Information Explosion

as we may think

The information explosion is the rapid increase in the amount of published information or data and the effects of this abundance. As the amount of available data grows, the problem of managing the information becomes more difficult, which can lead to information overload. The earliest use of the phrase seems to have been in an IBM advertising supplement to the ‘New York Times’ published on April 30, 1961, and by Frank Fremont-Smith, Director of the American Institute of Biological Sciences Interdisciplinary Conference Program.

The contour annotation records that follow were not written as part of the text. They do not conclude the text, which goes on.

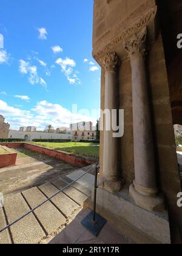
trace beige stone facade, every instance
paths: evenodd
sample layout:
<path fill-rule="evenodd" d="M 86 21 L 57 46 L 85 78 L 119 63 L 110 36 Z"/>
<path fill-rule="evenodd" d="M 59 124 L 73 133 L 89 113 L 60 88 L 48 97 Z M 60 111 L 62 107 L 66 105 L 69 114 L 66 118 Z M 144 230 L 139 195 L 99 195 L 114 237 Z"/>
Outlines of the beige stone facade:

Techniques to gather knowledge from an overabundance of electronic information (e.g., data fusion may help in data mining) have existed since the 1970s.

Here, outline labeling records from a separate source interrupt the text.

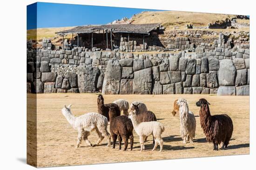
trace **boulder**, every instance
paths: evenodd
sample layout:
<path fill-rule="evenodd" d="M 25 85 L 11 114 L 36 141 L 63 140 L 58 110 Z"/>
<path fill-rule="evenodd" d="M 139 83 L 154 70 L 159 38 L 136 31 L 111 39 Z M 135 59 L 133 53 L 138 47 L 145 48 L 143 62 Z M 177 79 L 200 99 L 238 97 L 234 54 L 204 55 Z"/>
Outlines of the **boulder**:
<path fill-rule="evenodd" d="M 220 86 L 235 86 L 236 75 L 236 70 L 231 60 L 224 59 L 220 61 L 218 74 Z"/>
<path fill-rule="evenodd" d="M 133 79 L 121 79 L 120 85 L 120 94 L 132 94 L 133 87 Z"/>
<path fill-rule="evenodd" d="M 56 93 L 57 89 L 54 88 L 55 82 L 48 82 L 44 83 L 44 93 Z"/>
<path fill-rule="evenodd" d="M 186 70 L 187 62 L 188 58 L 185 57 L 180 58 L 179 61 L 179 71 L 185 71 Z"/>
<path fill-rule="evenodd" d="M 162 85 L 162 94 L 175 94 L 175 84 L 165 84 Z"/>
<path fill-rule="evenodd" d="M 200 86 L 200 75 L 194 75 L 193 76 L 192 86 L 198 87 Z"/>
<path fill-rule="evenodd" d="M 187 75 L 194 75 L 195 74 L 195 65 L 196 60 L 195 59 L 189 59 L 187 63 L 186 74 Z"/>
<path fill-rule="evenodd" d="M 245 68 L 244 60 L 243 58 L 235 58 L 233 60 L 233 63 L 236 69 L 243 69 Z"/>
<path fill-rule="evenodd" d="M 237 69 L 236 78 L 236 86 L 246 85 L 247 83 L 247 69 Z"/>
<path fill-rule="evenodd" d="M 167 71 L 160 72 L 160 83 L 161 84 L 166 84 L 171 83 L 171 80 Z"/>
<path fill-rule="evenodd" d="M 152 94 L 162 94 L 162 85 L 159 81 L 155 81 Z"/>
<path fill-rule="evenodd" d="M 67 78 L 64 78 L 62 84 L 61 85 L 61 89 L 64 90 L 68 90 L 70 88 L 70 85 L 69 84 L 69 81 Z"/>
<path fill-rule="evenodd" d="M 50 68 L 47 62 L 41 62 L 40 66 L 40 71 L 41 72 L 50 72 Z"/>
<path fill-rule="evenodd" d="M 208 59 L 209 70 L 218 70 L 220 69 L 220 62 L 216 58 L 211 57 Z"/>
<path fill-rule="evenodd" d="M 122 79 L 132 79 L 134 77 L 132 67 L 123 67 L 122 71 Z"/>
<path fill-rule="evenodd" d="M 175 83 L 181 82 L 181 74 L 180 71 L 168 71 L 168 74 L 171 80 L 171 83 Z"/>
<path fill-rule="evenodd" d="M 219 87 L 218 76 L 214 72 L 210 72 L 206 74 L 206 82 L 208 88 L 214 88 Z"/>
<path fill-rule="evenodd" d="M 133 70 L 134 71 L 144 69 L 143 59 L 136 58 L 133 60 Z"/>
<path fill-rule="evenodd" d="M 152 88 L 152 69 L 151 67 L 135 71 L 133 93 L 134 94 L 151 94 Z"/>
<path fill-rule="evenodd" d="M 217 92 L 218 95 L 236 95 L 236 87 L 234 86 L 220 86 Z"/>
<path fill-rule="evenodd" d="M 56 76 L 56 73 L 54 72 L 42 73 L 41 81 L 42 82 L 55 82 Z"/>
<path fill-rule="evenodd" d="M 79 92 L 92 93 L 97 91 L 97 81 L 101 74 L 99 68 L 79 66 L 78 67 L 78 70 L 77 82 Z"/>
<path fill-rule="evenodd" d="M 177 71 L 179 63 L 179 57 L 177 56 L 171 56 L 169 58 L 170 70 Z"/>
<path fill-rule="evenodd" d="M 117 60 L 109 60 L 102 85 L 102 93 L 104 94 L 119 94 L 122 67 Z"/>
<path fill-rule="evenodd" d="M 133 67 L 133 58 L 123 58 L 119 60 L 119 63 L 122 67 Z"/>
<path fill-rule="evenodd" d="M 236 88 L 237 95 L 249 95 L 250 85 L 241 86 Z"/>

Since ‘information’ in electronic media is often used synonymously with ‘data,’ the term ‘information explosion’ is closely related to the concept of ‘data flood’ (also dubbed ‘data deluge’), the ever-increasing amount of electronic data exchanged per time unit. The awareness about non-manageable amounts of data grew along with the advent of ever more powerful data processing since the mid-1960s. By August 2005, there were over 70 million web servers. Two years later there were over 135 million web servers. According to ‘Technorati,’ the number of blogs doubles about every 6 months with a total of 35.3 million blogs as of April 2006. This is an example of the early stages of logistic growth, where growth is approximately exponential, since blogs are a recent innovation. As the number of blogs approaches the number of possible producers (humans), saturation occurs, growth declines, and the number of blogs eventually stabilizes.